This time of year the airwaves are filled with ads urging you to get your ducts cleaned. Your ducts are your home's lungs, they say, so why wouldn't you clean them? Yet if comfort is a problem in your home, its more important to seal your ducts than it is to clean them up.

After years of research at the U.S. Department of Energy's Lawrence Berkeley National Laboratory (LBNL), a new process shows real promise of permanently solving comfort-related leaking ductwork problems in many (though not all) homes. LBNL's process-called the Aeroseal systems being licensed around the country to a few experienced heating and cooling system contractors. The first Denver area company to sign up, take the training and start sealing homes is Air Flow Solutions, Inc. (303-635-1010)

The approach relies on a airborne sealant that is circulated within the ductwork. But first a little background on the basic problem.

Duct problems

Virtually every home's ductwork leaks. According to LBNL, typical duct systems lose 25 to 40 percent of the heating and cooling energy put out by the furnace or air conditioner. Field observations by contractors working with Energy Rated Homes of Colorado generally support LBNL's claim.

Ductwork leaks cause comfort problems and energy problems that you usually wouldn't tie back to ducts until they are sealed up. Leaky ducts can either cause or exacerbate premature building failures, most frequently early paint failures but sometimes more serious problems like rot. Sadly, leaking ductwork sometimes causes health and safety problems, such as the drafting of unburned combustion gases back down water heater flues and into the house air.
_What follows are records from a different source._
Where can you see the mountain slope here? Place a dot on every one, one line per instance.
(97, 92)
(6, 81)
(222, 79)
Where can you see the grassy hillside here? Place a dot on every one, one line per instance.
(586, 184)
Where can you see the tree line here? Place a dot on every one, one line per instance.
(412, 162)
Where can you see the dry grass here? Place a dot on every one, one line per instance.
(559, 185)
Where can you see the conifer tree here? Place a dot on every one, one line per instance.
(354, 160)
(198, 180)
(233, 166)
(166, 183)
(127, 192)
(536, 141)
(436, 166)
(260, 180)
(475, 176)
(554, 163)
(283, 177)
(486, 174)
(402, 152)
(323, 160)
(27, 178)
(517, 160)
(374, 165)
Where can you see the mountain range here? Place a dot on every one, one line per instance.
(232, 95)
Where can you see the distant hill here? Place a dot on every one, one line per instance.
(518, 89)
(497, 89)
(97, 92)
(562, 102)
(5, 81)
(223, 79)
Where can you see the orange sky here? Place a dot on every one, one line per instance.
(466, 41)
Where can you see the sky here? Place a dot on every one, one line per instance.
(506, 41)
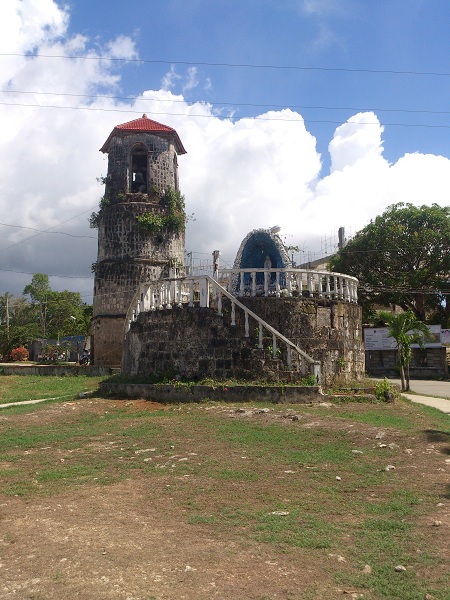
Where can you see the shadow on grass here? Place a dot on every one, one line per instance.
(434, 435)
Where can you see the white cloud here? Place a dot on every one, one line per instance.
(237, 176)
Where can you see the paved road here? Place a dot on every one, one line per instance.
(429, 392)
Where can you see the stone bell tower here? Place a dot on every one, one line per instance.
(141, 226)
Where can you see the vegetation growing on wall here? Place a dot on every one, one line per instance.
(93, 219)
(174, 218)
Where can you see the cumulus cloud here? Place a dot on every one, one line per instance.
(238, 174)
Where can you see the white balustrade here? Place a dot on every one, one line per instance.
(179, 291)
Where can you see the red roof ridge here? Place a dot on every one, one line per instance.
(144, 124)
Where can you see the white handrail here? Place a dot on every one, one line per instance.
(160, 295)
(290, 281)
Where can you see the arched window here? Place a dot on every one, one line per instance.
(138, 178)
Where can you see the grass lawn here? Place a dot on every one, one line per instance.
(17, 388)
(128, 499)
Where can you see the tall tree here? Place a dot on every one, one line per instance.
(402, 258)
(406, 330)
(59, 313)
(39, 291)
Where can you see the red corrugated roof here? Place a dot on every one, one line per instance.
(144, 124)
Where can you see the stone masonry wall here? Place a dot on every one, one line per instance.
(197, 343)
(161, 163)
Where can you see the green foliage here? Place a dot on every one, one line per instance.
(19, 354)
(384, 391)
(51, 314)
(173, 219)
(402, 258)
(94, 220)
(151, 223)
(406, 329)
(308, 380)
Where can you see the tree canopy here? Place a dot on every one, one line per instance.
(402, 258)
(406, 330)
(45, 314)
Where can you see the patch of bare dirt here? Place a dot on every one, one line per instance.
(132, 541)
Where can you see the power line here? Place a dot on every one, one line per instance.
(231, 118)
(229, 65)
(232, 104)
(90, 237)
(45, 231)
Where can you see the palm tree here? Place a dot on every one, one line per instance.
(406, 329)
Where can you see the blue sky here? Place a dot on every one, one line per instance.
(343, 109)
(382, 35)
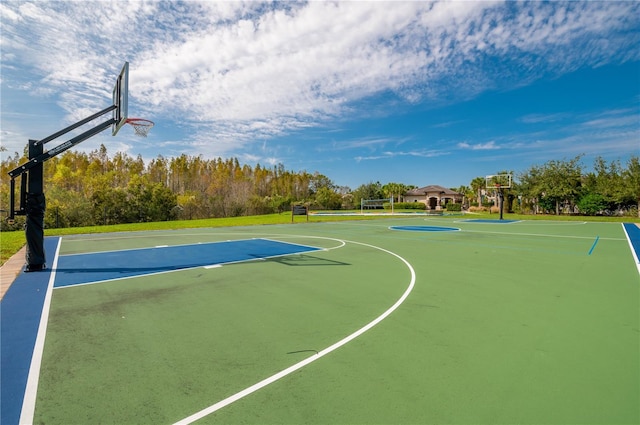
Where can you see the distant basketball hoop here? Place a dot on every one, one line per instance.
(140, 126)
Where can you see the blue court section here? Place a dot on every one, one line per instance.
(633, 232)
(20, 313)
(425, 228)
(95, 267)
(479, 220)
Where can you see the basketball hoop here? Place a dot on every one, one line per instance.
(140, 126)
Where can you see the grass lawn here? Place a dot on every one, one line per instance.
(11, 242)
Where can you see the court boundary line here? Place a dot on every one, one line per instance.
(265, 382)
(163, 246)
(631, 247)
(28, 410)
(205, 266)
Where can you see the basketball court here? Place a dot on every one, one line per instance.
(387, 321)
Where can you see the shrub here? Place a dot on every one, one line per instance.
(454, 207)
(407, 206)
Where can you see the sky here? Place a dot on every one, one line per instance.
(413, 92)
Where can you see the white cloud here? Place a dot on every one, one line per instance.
(479, 146)
(237, 72)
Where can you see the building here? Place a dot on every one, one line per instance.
(434, 197)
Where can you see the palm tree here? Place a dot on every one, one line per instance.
(477, 185)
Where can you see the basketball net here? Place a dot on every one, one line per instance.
(141, 127)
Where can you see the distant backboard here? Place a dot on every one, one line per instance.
(121, 99)
(498, 181)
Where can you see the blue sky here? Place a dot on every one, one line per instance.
(410, 92)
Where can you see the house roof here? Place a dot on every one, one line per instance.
(434, 188)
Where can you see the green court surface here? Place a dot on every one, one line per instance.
(531, 322)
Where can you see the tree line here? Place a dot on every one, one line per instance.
(86, 189)
(565, 187)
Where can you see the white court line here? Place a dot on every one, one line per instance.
(29, 401)
(631, 247)
(227, 401)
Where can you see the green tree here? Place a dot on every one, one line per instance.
(631, 178)
(477, 185)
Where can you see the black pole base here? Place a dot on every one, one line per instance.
(34, 268)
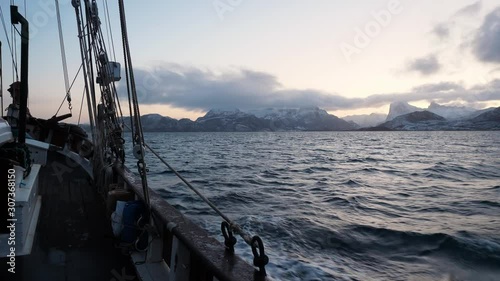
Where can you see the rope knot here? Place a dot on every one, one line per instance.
(229, 239)
(260, 259)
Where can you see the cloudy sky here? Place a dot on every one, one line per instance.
(348, 57)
When ducts run through attics or vented crawl spaces, the leaking warm air in winter and cool air in summer is wasted, which drives up your energy bills. If ducts are located within basements and the house, most people think they don't have an energy problem; often that isn't true, for some pretty complex reasons. But any air leaking out of ducts, no matter where the ducts are located, means the heated or cooled air won't get to the rooms where you want it to go. So leaking ducts may be partly or largely why your upstairs is too cold in winter, why that room over your garage is never comfortable, and why air-conditioned basements can be much cooler than living spaces above during the summertime.

Duct tape not for ducts

Slap a little duct tape over those leaks and the problem is solved, you ask? Not even close. Studies done at national laboratories indicate that virtually all normal duct tapes fail over time when wrapped around ductwork. It appears the average tape's adhesive degrades with heat. So ironically, you should never use duct tape on ductwork.
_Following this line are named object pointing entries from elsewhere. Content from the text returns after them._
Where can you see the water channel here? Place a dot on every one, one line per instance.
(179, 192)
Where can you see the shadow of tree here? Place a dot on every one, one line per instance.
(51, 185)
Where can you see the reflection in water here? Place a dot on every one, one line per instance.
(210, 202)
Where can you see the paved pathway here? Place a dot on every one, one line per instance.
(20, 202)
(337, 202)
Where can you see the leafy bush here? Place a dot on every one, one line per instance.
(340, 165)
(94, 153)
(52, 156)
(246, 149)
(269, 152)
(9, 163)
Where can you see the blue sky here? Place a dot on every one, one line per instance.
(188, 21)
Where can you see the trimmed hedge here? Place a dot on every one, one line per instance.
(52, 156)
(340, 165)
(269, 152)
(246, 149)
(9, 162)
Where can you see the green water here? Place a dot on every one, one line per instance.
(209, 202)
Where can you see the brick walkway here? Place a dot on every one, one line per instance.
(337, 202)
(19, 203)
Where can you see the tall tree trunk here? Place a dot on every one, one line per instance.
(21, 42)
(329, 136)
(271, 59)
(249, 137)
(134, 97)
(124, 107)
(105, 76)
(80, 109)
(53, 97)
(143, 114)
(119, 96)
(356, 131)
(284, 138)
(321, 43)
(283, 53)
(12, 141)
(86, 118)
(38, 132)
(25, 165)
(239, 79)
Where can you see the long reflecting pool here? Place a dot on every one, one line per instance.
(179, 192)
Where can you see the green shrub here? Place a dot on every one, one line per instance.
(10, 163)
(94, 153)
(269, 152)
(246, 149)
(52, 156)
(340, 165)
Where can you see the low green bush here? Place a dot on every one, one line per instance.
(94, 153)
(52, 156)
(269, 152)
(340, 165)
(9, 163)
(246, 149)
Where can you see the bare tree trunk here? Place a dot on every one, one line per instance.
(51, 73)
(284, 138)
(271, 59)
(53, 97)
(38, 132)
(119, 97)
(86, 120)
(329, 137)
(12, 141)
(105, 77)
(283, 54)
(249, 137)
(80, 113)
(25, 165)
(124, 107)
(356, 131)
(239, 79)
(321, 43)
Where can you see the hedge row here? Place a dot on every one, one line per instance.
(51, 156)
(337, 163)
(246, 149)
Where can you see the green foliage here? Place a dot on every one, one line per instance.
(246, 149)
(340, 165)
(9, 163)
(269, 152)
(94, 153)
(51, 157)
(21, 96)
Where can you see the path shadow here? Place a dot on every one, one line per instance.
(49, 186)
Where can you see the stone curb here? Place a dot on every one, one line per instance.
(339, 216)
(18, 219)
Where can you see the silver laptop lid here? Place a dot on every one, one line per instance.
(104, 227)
If your ducts are accessible, you can seal up gaps with mastic-a permanent sealant with the consistency of peanut butter that is swabbed on with a disposable paint bush. Available at Home Depot for $16 per gallon bucket, mastic is messy but permanent. With conventional mastic, however, the big "if" is access to the ducts. What if your basement is finished and the ducts are mostly behind drywall? Gaps in most ducted systems tend to be located in tight spots where it was tough for the original installer to do any sealing. Typically, small parts of ductwork have to be removed so that a technician can gain access to many of the least accessible locations.

Sealing with Aeroseal

Here's how it works. First, all the intentional openings in the ductwork-supply registers and return-air grilles are blocked off. Then the contractor sets up a number of tools next to your furnace: a computer and printer, sensitive air measurement devices, a blower with a precise fan, and a sealant module with a heater and atomizer. The blower forces air into the ductwork, and devices are used to measure both how much air your ductwork is moving in total as well as the amount being supplied through each register.

Before turning on the aerosol sealant, the contractor locates as many large holes as he can and covers those with mastic or, if large enough, with a piece of sheet metal. After all the large holes spotted have been sealed and the ducts are pressurized with air, a high-tech aerosolized mastic is injected into the ductwork. The sticky vinyl polymer particles remain suspended in the pressurized ducts while slowly migrating toward any air leaks. Where air leaks out, air creates a disturbance which causes the air-borne liquid to turn into a solid; the polymer particles build up around the edges of each leak, slowly drying and sealing off gaps and holes. There's a small odor in the house during the sealing process, but it should dissipate within hours.

Can't seal every home

An estimated 10 percent to 15 percent of homes are missing a piece of sheet metal, half a square foot or larger, from their ductwork system. These larger holes can have major impacts on comfort, energy bills and indoor safety.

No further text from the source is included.